Und ich muß gestehen, daß ich das Leben jetzt ebenso niedrig einschätzte. Es hatte nichts Schönes, nichts Göttliches mehr – hier gab es nur zwei feige Geschöpfe, die Stahl auf Stein wetzten, und eine Gruppe weiterer Geschöpfe, die zusahen. Die Hälfte von ihnen, davon bin ich überzeugt, wartete begierig, daß wir gegenseitig unser Blut vergossen. Es wäre ihnen eine Unterhaltung gewesen. Und ich glaube nicht, daß ein einziger sich dazwischen gelegt hätte, wenn es zu einem Kampf auf Leben und Tod zwischen uns beiden gekommen wäre.
Andererseits war das alles wiederum lächerlich und kindisch. Wetzen, wetzen, wetzen – Humphrey van Weyden in einer Schiffkombüse, im Begriff, ein Messer zu schärfen und es mit dem Daumen zu prüfen! Von allen Situationen die undenkbarste! Meine Angehörigen würden es nicht für möglich gehalten haben. Daß ich, Humphrey van Weyden, solcher Dinge fähig war, bedeutete eine Offenbarung für mich, und ich wußte nicht, ob ich stolz sein oder mich schämen sollte. Aber nichts geschah. Nach zwei Stunden legte Thomas Mugridge Messer und Stein fort und streckte mir die Hand entgegen.
„Was hat es für einen Sinn, sich den Viechern zur Schau zu stellen?“fragte er.

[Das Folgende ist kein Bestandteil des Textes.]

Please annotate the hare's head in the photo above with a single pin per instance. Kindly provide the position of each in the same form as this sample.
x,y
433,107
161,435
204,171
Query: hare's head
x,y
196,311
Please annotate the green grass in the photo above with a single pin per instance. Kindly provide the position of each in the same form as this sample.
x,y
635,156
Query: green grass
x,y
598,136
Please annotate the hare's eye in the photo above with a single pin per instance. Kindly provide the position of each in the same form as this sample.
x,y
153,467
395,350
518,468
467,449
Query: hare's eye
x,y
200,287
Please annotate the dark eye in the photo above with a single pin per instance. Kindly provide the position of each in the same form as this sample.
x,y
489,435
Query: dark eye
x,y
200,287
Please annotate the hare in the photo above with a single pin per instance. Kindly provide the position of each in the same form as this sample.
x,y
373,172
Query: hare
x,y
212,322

„Sie lieben uns nicht und würden sich verdammt freuen, wenn wir beide uns gegenseitig die Kehle abschnitten. Du bist nicht der Schlimmste, Hump! Du hast Mut, und ich hab’ dich im Grunde gerne. Komm, gib mir die Flosse.“
So feige ich auch sein mochte, war ich es doch weniger als er. Es war ein unbedingter Sieg, den ich errungen hatte, und ich wollte nichts davon verscherzen, indem ich die verhaßte Hand schüttelte.

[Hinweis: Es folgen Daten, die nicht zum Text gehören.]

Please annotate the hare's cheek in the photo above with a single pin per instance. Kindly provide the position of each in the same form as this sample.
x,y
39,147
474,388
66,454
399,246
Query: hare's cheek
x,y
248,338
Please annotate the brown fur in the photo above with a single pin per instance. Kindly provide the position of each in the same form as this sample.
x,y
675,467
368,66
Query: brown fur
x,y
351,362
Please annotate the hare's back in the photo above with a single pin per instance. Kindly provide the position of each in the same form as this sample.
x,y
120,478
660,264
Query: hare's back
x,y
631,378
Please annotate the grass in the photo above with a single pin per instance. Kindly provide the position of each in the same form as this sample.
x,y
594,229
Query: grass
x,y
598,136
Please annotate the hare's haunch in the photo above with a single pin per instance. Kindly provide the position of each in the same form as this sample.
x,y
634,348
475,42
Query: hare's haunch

„Schön,“sagte er, „nimm sie oder laß es bleiben, deshalb gefällst du mir nicht weniger.“Und hierauf wandte er sich heftig gegen die Zuschauer: „Macht, daß ihr von der Kombüsentür wegkommt, ihr elenden Lümmel!“
Diesem Befehl verlieh er Nachdruck durch einen Kessel kochenden Wassers, bei dessen Anblick die Matrosen Hals über Kopf fortstürzten. Das war eine Art Sieg für Thomas Mugridge, der ihn die Niederlage, die ich ihm zugefügt hatte, mit mehr Anstand tragen ließ. Die Jäger versuchte er allerdings nicht zu vertreiben.

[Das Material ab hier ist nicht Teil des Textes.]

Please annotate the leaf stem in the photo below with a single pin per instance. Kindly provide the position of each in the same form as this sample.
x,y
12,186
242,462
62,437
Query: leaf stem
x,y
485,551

„Köchlein ist fertig“, hörte ich Smoke zu Horner sagen. „Ja, darauf kannst du wetten“, lautete die Antwort. „Von jetzt an ist Hump Herr in der Kombüse, und Tommy muß die Hörner einziehen.“
Mugridge hörte es und warf mir einen schnellen Blick zu, aber ich tat, als hätte ich nichts gemerkt. Ich hätte nicht geglaubt, daß mein Sieg so vollständig und weittragend sei, war aber entschlossen, nicht ein Tüftelchen davon preiszugeben. Die Tage vergingen, und die Prophezeiung Smokes bewahrheitete sich. Der Cockney wurde demütiger und sklavischer vor mir als selbst vor Wolf Larsen.
Ich redete ihn nicht mehr ,Herr Mugridge‘ an, wusch nicht mehr die fettigen Töpfe aus und schälte nicht mehr Kartoffeln. Ich verrichtete meine Arbeit, aber nur meine eigene, wann und wie ich es für richtig hielt Ich trug auch nach Matrosenart meinen Dolch in einer Scheide an der Hüfte und nahm von jetzt an Thomas Mugridge gegenüber eine Haltung ein, die aus Despotismus, Hohn und Verachtung gemischt war.
Die Vertraulichkeit zwischen Wolf Larsen und mir nimmt zu – wenn man mit Vertraulichkeit Beziehungen zwischen Herrn und Diener oder besser noch zwischen König und Hofnarr bezeichnen kann. Ich bin ihm nichts als ein Spielzeug, und er schätzt mich nicht mehr als ein Kind das seine.